Bank of England suspends staff over FX inquiry
THE FOREIGN exchange manipulation probe hit the Bank of England yesterday as it suspended an official following an internal probe.
The Bank ramped up its own investigations, with the Oversight Committee of its Court of Directors launching an inquiry. And MPs said they will grill top Bank staff on the inquiry next week.
The Bank said it has found no evidence its staff encouraged or ignored manipulation in the markets.
However, it is thought the employee who has been suspended failed to alert senior managers to relevant material.
“The Bank of England does not condone any form of market manipulation in any context whatsoever,” the Bank said in a statement. “The Bank has today re-iterated its guidance to staff regarding management of records and escalation of important information.”
Lawyers said the investigation risks harming the reputation of the Bank.
“Alarm bells should be ringing when a central bank suspends staff in connection with market rigging,” says Simon Morris from CMS. “The inference must be that he or she turned a blind eye to market rigging or, even worse, was leaking rate-setting plans to the market. This is serious because the whole basis of regulation is based on trust and integrity.”
Allegations of fiddling FX benchmarks have led to suspensions across banks including Barclays, JP Morgan, Standard Chartered and Lloyds.
Authorities on both sides of the Atlantic are investigating the claims.
The Court of Directors wants to work out if any officials were involved in manipulation of the market and its benchmarks, or attempting to do so.
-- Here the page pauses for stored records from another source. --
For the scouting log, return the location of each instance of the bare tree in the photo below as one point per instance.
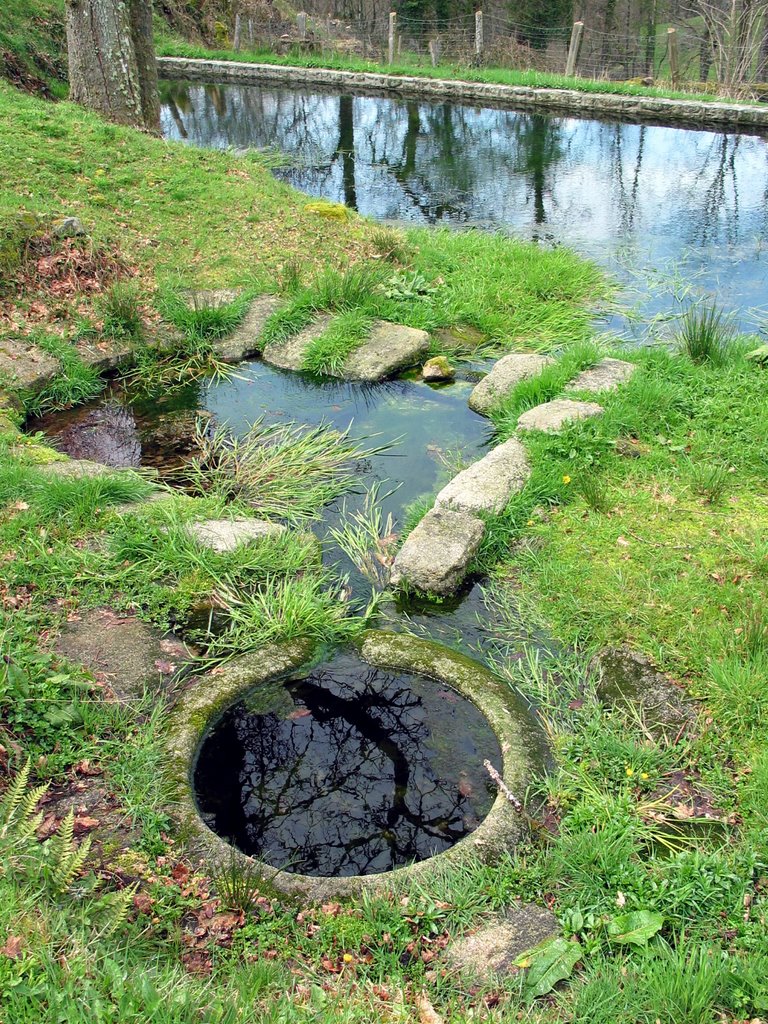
(735, 31)
(112, 59)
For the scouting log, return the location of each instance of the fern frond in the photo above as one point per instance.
(114, 908)
(13, 797)
(66, 857)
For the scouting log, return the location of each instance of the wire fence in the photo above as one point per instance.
(684, 54)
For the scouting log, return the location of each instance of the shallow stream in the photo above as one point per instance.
(672, 213)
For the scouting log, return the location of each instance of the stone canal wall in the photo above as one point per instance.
(688, 113)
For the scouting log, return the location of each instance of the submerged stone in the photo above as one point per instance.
(68, 227)
(487, 484)
(489, 953)
(628, 678)
(606, 375)
(437, 553)
(389, 348)
(174, 431)
(437, 369)
(504, 377)
(552, 416)
(226, 535)
(103, 433)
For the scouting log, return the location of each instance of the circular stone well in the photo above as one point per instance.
(342, 775)
(348, 770)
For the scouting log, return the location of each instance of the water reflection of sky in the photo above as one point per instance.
(665, 209)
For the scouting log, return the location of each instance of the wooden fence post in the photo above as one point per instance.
(674, 54)
(577, 33)
(392, 36)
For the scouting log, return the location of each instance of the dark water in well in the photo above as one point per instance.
(350, 770)
(673, 213)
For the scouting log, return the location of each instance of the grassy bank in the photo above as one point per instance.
(644, 527)
(173, 46)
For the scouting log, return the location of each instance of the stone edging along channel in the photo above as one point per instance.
(691, 113)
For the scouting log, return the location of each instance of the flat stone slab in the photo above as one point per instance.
(226, 535)
(607, 375)
(126, 653)
(389, 348)
(551, 416)
(245, 341)
(626, 678)
(504, 376)
(435, 556)
(25, 366)
(487, 484)
(290, 354)
(105, 355)
(77, 468)
(489, 952)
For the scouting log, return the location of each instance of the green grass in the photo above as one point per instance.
(33, 45)
(420, 68)
(329, 352)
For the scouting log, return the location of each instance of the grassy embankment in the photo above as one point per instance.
(173, 46)
(663, 549)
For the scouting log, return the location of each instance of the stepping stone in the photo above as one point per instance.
(25, 366)
(76, 468)
(627, 679)
(604, 376)
(553, 415)
(105, 355)
(389, 347)
(130, 655)
(226, 535)
(435, 556)
(245, 341)
(290, 354)
(504, 376)
(487, 484)
(493, 949)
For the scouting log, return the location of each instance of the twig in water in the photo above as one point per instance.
(503, 787)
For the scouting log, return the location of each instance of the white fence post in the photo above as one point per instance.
(574, 46)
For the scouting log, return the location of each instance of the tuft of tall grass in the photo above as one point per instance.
(308, 606)
(710, 480)
(200, 318)
(75, 383)
(283, 470)
(121, 310)
(706, 335)
(368, 539)
(389, 244)
(328, 353)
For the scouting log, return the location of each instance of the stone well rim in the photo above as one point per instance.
(521, 740)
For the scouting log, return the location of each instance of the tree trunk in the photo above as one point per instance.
(112, 59)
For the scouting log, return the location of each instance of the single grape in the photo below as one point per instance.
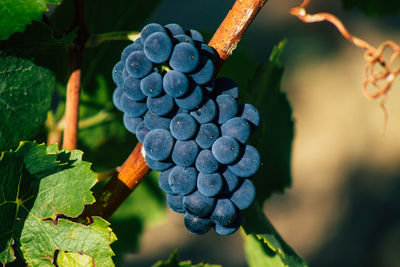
(152, 121)
(227, 108)
(131, 107)
(151, 85)
(245, 195)
(117, 74)
(206, 113)
(176, 84)
(163, 181)
(175, 202)
(237, 128)
(138, 65)
(182, 180)
(199, 204)
(225, 212)
(185, 152)
(160, 105)
(207, 135)
(183, 126)
(225, 149)
(149, 29)
(206, 162)
(185, 57)
(131, 123)
(132, 89)
(209, 184)
(158, 47)
(158, 144)
(248, 164)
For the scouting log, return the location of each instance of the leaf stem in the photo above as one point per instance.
(135, 168)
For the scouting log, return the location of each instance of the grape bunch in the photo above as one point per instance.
(192, 128)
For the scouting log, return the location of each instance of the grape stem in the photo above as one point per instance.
(134, 169)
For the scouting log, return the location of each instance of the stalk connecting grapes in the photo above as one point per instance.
(192, 128)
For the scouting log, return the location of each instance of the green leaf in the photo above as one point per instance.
(263, 244)
(274, 137)
(373, 7)
(40, 189)
(16, 14)
(173, 261)
(25, 97)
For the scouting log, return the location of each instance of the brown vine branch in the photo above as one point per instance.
(74, 82)
(380, 79)
(135, 168)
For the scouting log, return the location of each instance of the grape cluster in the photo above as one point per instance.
(192, 128)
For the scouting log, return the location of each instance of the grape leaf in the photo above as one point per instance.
(274, 137)
(25, 97)
(41, 188)
(263, 244)
(173, 261)
(373, 7)
(16, 14)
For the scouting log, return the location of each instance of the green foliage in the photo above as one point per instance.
(373, 7)
(274, 138)
(41, 189)
(263, 244)
(25, 96)
(173, 261)
(16, 14)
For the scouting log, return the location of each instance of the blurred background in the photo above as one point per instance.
(343, 208)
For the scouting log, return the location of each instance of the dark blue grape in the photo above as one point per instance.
(176, 84)
(206, 162)
(230, 181)
(149, 29)
(132, 89)
(158, 165)
(163, 181)
(226, 149)
(138, 65)
(117, 95)
(131, 107)
(248, 164)
(158, 47)
(131, 123)
(205, 71)
(152, 121)
(207, 135)
(158, 144)
(192, 100)
(226, 86)
(185, 152)
(227, 108)
(174, 29)
(183, 126)
(206, 113)
(182, 180)
(160, 105)
(141, 132)
(237, 128)
(185, 57)
(199, 204)
(245, 195)
(209, 184)
(197, 225)
(225, 212)
(117, 74)
(250, 113)
(136, 46)
(151, 85)
(175, 202)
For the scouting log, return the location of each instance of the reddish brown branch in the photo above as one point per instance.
(135, 168)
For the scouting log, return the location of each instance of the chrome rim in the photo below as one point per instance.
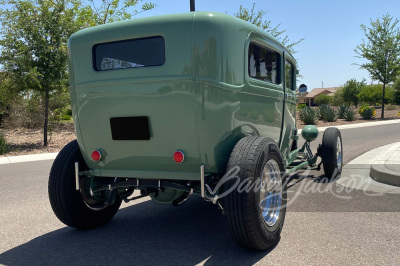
(271, 192)
(339, 153)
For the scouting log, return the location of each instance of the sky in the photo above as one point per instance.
(331, 30)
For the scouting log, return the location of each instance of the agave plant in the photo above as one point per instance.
(308, 116)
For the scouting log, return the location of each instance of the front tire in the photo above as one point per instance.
(68, 203)
(255, 217)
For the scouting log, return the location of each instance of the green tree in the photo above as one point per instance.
(350, 91)
(370, 94)
(100, 12)
(33, 46)
(396, 93)
(257, 18)
(382, 51)
(35, 35)
(323, 99)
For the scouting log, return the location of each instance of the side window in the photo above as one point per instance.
(289, 69)
(264, 64)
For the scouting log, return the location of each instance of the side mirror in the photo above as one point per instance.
(302, 88)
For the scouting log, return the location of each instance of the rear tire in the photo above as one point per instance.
(66, 202)
(255, 217)
(332, 153)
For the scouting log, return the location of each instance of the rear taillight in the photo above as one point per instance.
(179, 156)
(96, 155)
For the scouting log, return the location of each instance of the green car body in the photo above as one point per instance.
(201, 100)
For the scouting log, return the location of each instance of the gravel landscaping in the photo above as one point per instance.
(23, 141)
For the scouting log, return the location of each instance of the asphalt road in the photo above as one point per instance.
(320, 227)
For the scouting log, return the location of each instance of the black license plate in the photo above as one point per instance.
(130, 128)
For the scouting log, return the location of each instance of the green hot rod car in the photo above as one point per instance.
(173, 105)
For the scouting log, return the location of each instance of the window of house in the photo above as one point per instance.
(144, 52)
(264, 64)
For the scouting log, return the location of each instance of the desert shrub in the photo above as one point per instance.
(349, 115)
(69, 111)
(308, 116)
(327, 113)
(367, 112)
(301, 106)
(24, 112)
(3, 144)
(66, 117)
(342, 110)
(337, 99)
(323, 99)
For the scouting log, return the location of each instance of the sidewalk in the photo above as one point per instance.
(386, 167)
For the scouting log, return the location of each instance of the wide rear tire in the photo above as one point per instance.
(256, 217)
(66, 202)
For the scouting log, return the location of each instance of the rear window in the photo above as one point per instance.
(144, 52)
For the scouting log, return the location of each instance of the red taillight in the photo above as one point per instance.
(96, 155)
(179, 156)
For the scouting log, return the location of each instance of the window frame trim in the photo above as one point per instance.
(271, 49)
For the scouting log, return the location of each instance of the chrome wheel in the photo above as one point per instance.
(271, 192)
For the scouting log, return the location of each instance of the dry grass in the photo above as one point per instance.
(30, 141)
(23, 141)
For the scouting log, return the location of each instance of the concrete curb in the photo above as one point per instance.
(356, 173)
(28, 158)
(52, 156)
(360, 125)
(386, 168)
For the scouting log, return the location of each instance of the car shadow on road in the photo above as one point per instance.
(145, 233)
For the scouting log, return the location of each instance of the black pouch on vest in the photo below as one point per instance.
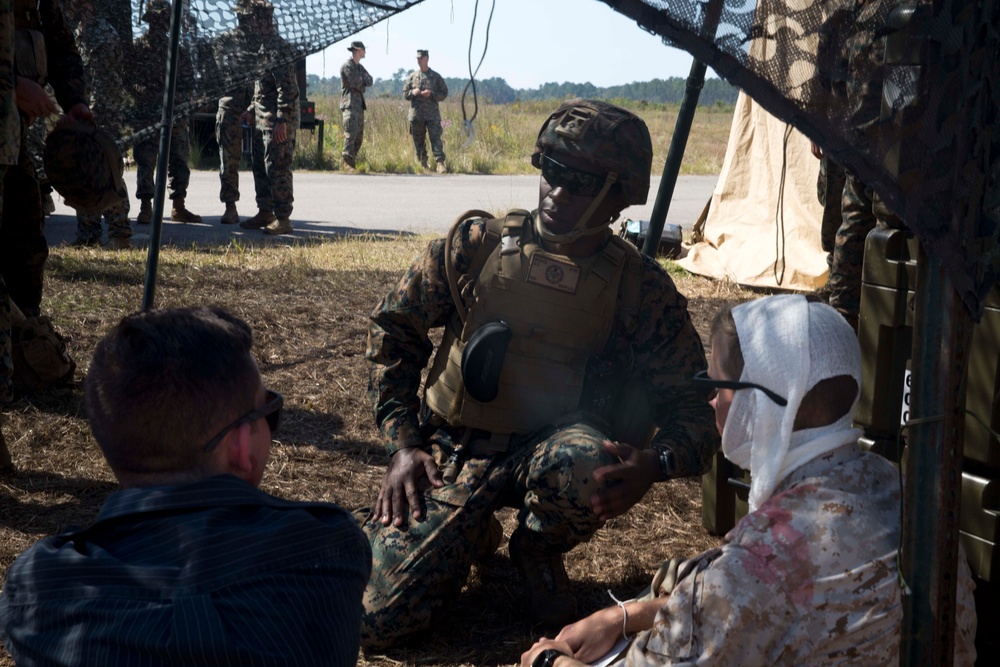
(482, 360)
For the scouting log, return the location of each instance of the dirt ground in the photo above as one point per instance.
(308, 308)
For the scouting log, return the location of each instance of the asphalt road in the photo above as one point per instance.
(331, 204)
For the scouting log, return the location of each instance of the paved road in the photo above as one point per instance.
(329, 204)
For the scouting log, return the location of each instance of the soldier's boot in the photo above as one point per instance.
(279, 226)
(550, 601)
(231, 216)
(259, 221)
(180, 214)
(145, 211)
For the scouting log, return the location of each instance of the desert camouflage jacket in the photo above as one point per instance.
(425, 108)
(660, 344)
(810, 578)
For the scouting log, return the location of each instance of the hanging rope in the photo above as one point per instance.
(467, 126)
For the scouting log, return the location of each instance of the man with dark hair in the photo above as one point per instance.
(190, 563)
(564, 349)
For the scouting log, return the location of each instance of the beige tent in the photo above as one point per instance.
(761, 227)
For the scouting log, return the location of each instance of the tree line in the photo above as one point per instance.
(498, 91)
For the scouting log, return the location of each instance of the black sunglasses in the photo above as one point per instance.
(270, 410)
(574, 181)
(702, 380)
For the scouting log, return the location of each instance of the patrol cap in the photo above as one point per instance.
(253, 7)
(85, 166)
(609, 137)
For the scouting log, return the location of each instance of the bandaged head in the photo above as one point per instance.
(788, 345)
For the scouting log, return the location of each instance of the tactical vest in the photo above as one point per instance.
(561, 312)
(30, 58)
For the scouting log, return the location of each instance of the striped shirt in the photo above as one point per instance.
(215, 572)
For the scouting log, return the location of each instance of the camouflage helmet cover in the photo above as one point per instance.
(253, 7)
(84, 166)
(611, 138)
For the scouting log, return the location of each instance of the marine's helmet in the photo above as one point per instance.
(156, 9)
(613, 140)
(84, 165)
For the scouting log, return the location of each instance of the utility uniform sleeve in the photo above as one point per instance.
(668, 353)
(399, 346)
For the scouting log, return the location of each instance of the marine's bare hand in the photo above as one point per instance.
(401, 485)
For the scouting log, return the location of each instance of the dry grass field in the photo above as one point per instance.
(308, 307)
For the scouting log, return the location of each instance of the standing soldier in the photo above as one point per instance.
(424, 88)
(147, 85)
(101, 51)
(354, 78)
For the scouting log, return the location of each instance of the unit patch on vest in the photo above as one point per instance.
(553, 273)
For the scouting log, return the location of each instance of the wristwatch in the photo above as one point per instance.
(547, 658)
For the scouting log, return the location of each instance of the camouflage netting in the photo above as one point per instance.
(910, 106)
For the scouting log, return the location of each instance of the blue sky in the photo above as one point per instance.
(531, 42)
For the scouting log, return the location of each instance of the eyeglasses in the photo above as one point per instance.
(702, 380)
(270, 410)
(574, 181)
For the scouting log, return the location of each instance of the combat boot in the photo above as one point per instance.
(145, 211)
(279, 226)
(231, 216)
(259, 221)
(180, 214)
(550, 602)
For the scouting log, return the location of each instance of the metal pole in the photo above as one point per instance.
(929, 555)
(166, 125)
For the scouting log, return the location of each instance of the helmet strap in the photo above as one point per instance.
(580, 228)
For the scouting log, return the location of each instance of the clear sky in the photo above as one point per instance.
(531, 42)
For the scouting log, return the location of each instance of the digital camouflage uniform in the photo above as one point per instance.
(425, 116)
(275, 100)
(546, 474)
(354, 78)
(150, 52)
(101, 51)
(23, 248)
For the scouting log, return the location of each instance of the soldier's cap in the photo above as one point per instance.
(253, 7)
(155, 8)
(611, 138)
(85, 166)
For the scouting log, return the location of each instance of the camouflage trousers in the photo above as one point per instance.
(145, 154)
(418, 569)
(862, 211)
(431, 127)
(88, 225)
(23, 248)
(830, 193)
(272, 172)
(354, 134)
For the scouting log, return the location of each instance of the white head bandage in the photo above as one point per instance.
(788, 346)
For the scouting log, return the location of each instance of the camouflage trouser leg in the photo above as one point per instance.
(229, 135)
(418, 130)
(354, 134)
(849, 251)
(418, 569)
(437, 147)
(830, 191)
(23, 248)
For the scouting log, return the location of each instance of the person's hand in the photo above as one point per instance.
(280, 134)
(542, 644)
(623, 484)
(593, 637)
(400, 486)
(32, 98)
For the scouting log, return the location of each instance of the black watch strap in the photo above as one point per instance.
(547, 658)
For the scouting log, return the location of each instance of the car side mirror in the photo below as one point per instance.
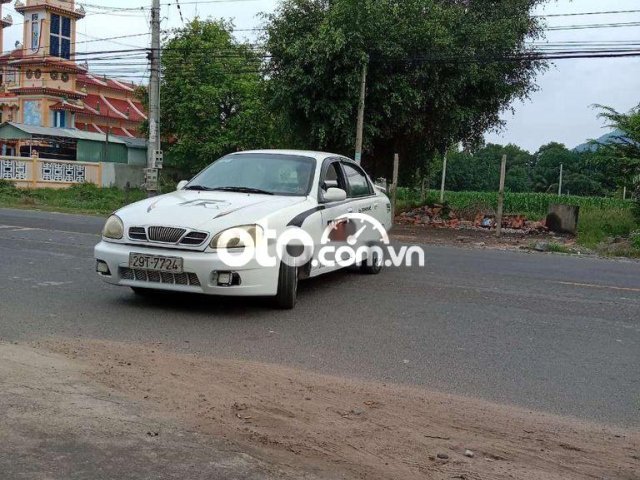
(334, 195)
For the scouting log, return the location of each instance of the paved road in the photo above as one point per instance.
(555, 333)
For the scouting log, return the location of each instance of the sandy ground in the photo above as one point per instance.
(429, 235)
(57, 424)
(332, 427)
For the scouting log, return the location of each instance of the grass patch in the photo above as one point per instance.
(533, 205)
(607, 225)
(82, 198)
(559, 248)
(597, 225)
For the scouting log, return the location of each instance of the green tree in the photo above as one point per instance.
(437, 74)
(480, 171)
(213, 94)
(621, 153)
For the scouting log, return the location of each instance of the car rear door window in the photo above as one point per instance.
(358, 184)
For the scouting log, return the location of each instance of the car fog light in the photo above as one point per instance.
(224, 278)
(102, 267)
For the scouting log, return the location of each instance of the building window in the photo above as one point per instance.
(60, 40)
(59, 119)
(35, 32)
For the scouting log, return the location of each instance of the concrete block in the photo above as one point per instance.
(563, 218)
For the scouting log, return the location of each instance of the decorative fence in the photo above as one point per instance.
(43, 172)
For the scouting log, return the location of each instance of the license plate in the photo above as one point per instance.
(155, 262)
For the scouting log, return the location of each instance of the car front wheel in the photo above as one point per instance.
(287, 287)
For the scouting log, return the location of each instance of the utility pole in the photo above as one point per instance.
(560, 182)
(106, 138)
(361, 106)
(503, 176)
(154, 152)
(444, 177)
(394, 186)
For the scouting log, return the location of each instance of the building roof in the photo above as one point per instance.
(134, 142)
(63, 133)
(101, 81)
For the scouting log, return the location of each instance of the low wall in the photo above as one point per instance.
(118, 175)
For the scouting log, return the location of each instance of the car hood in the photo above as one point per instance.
(204, 210)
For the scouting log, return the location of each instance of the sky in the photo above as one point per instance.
(561, 110)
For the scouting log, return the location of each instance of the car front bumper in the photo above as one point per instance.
(200, 272)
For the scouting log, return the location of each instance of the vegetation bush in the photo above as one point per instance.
(596, 225)
(87, 198)
(533, 205)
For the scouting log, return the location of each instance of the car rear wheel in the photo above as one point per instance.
(287, 287)
(372, 266)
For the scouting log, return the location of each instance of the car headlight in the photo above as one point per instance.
(237, 237)
(113, 228)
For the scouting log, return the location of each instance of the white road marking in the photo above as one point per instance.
(593, 285)
(15, 228)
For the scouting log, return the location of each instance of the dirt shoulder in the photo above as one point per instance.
(57, 424)
(332, 427)
(480, 238)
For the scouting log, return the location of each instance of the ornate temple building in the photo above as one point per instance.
(43, 85)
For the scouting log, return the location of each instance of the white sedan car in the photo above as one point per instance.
(231, 229)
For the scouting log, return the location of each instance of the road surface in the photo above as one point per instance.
(549, 332)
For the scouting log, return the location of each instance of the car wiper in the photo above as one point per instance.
(198, 187)
(243, 190)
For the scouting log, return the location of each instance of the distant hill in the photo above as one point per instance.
(611, 137)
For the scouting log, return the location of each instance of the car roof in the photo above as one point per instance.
(305, 153)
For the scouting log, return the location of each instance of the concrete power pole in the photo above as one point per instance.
(503, 176)
(154, 153)
(560, 181)
(444, 177)
(361, 106)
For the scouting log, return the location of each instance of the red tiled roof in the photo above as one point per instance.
(89, 79)
(68, 107)
(89, 127)
(113, 108)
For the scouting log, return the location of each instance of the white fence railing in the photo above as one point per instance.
(43, 172)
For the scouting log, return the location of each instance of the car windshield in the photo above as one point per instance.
(265, 173)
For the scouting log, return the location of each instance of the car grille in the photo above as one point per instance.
(194, 238)
(188, 279)
(165, 234)
(168, 235)
(138, 233)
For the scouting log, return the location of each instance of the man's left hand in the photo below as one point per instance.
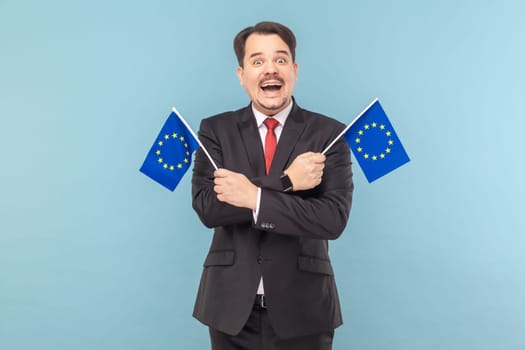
(235, 189)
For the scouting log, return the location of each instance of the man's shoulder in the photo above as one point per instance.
(319, 120)
(228, 116)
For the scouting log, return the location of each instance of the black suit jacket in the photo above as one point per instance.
(288, 244)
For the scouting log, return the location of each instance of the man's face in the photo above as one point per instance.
(269, 74)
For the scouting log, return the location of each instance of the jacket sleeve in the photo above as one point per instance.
(210, 210)
(320, 213)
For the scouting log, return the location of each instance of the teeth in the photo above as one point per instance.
(271, 84)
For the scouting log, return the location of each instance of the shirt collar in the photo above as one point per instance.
(280, 117)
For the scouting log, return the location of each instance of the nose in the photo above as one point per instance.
(270, 67)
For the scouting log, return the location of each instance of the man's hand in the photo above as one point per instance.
(235, 189)
(306, 171)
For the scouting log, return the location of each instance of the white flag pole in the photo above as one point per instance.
(348, 126)
(196, 138)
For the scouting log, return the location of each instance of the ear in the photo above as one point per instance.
(240, 74)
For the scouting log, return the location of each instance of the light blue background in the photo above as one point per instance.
(94, 255)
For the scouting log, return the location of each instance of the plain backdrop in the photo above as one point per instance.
(95, 255)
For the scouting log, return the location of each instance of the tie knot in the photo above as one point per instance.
(271, 123)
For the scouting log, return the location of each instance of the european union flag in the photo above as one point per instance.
(375, 144)
(170, 156)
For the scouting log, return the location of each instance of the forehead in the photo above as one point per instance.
(264, 44)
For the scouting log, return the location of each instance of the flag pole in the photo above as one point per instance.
(196, 137)
(348, 126)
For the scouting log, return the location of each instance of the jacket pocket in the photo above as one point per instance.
(317, 265)
(220, 258)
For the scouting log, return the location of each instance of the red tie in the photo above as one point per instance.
(270, 143)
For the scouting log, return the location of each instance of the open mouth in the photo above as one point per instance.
(271, 86)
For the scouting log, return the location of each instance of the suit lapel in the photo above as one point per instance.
(252, 141)
(293, 128)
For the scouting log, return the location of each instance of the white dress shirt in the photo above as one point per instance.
(260, 117)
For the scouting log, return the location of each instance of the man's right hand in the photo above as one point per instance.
(306, 171)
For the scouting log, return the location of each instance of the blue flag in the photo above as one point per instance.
(375, 144)
(170, 156)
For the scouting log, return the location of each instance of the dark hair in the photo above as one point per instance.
(266, 28)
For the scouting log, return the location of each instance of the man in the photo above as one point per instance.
(275, 201)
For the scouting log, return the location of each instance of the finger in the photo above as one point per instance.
(221, 172)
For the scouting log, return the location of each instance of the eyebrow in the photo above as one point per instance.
(278, 51)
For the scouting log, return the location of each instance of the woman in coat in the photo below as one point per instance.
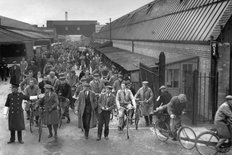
(51, 115)
(145, 94)
(86, 105)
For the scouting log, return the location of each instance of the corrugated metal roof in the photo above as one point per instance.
(7, 36)
(170, 20)
(128, 60)
(30, 34)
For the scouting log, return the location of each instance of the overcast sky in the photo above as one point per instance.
(39, 11)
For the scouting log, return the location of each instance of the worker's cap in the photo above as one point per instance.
(15, 85)
(145, 82)
(48, 86)
(51, 72)
(229, 97)
(83, 79)
(86, 85)
(96, 75)
(162, 87)
(109, 87)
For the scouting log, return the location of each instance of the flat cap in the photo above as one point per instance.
(48, 86)
(229, 97)
(145, 82)
(163, 87)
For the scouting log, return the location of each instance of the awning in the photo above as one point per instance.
(31, 34)
(128, 60)
(9, 37)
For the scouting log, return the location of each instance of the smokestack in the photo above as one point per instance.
(66, 15)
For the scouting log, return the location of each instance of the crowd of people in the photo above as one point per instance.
(79, 80)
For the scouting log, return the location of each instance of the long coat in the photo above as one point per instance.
(15, 116)
(81, 107)
(50, 102)
(145, 94)
(15, 74)
(106, 101)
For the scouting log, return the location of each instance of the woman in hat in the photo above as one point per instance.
(13, 107)
(223, 114)
(51, 116)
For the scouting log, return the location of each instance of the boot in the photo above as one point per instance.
(68, 121)
(150, 119)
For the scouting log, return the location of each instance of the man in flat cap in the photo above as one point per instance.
(222, 118)
(117, 83)
(164, 97)
(15, 73)
(145, 94)
(106, 104)
(14, 111)
(86, 105)
(175, 108)
(51, 116)
(65, 95)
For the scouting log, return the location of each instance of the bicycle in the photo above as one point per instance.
(138, 112)
(33, 115)
(126, 123)
(185, 135)
(40, 121)
(206, 142)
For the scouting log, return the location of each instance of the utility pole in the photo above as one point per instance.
(110, 29)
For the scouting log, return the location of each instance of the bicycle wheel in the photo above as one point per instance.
(136, 120)
(60, 118)
(206, 143)
(31, 120)
(111, 115)
(187, 137)
(161, 130)
(127, 127)
(40, 128)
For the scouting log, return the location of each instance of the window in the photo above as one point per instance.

It also wants to discover if officials were aware of attempts to fiddle the market, aware of the potential for the manipulation or if they colluded with traders in any attempted manipulation.
In addition it is investigating whether officials were involved in sharing confidential client information or aware that such sharing was going on.
The Court will not be able to release its findings until the Financial Conduct Authority completes its own probe.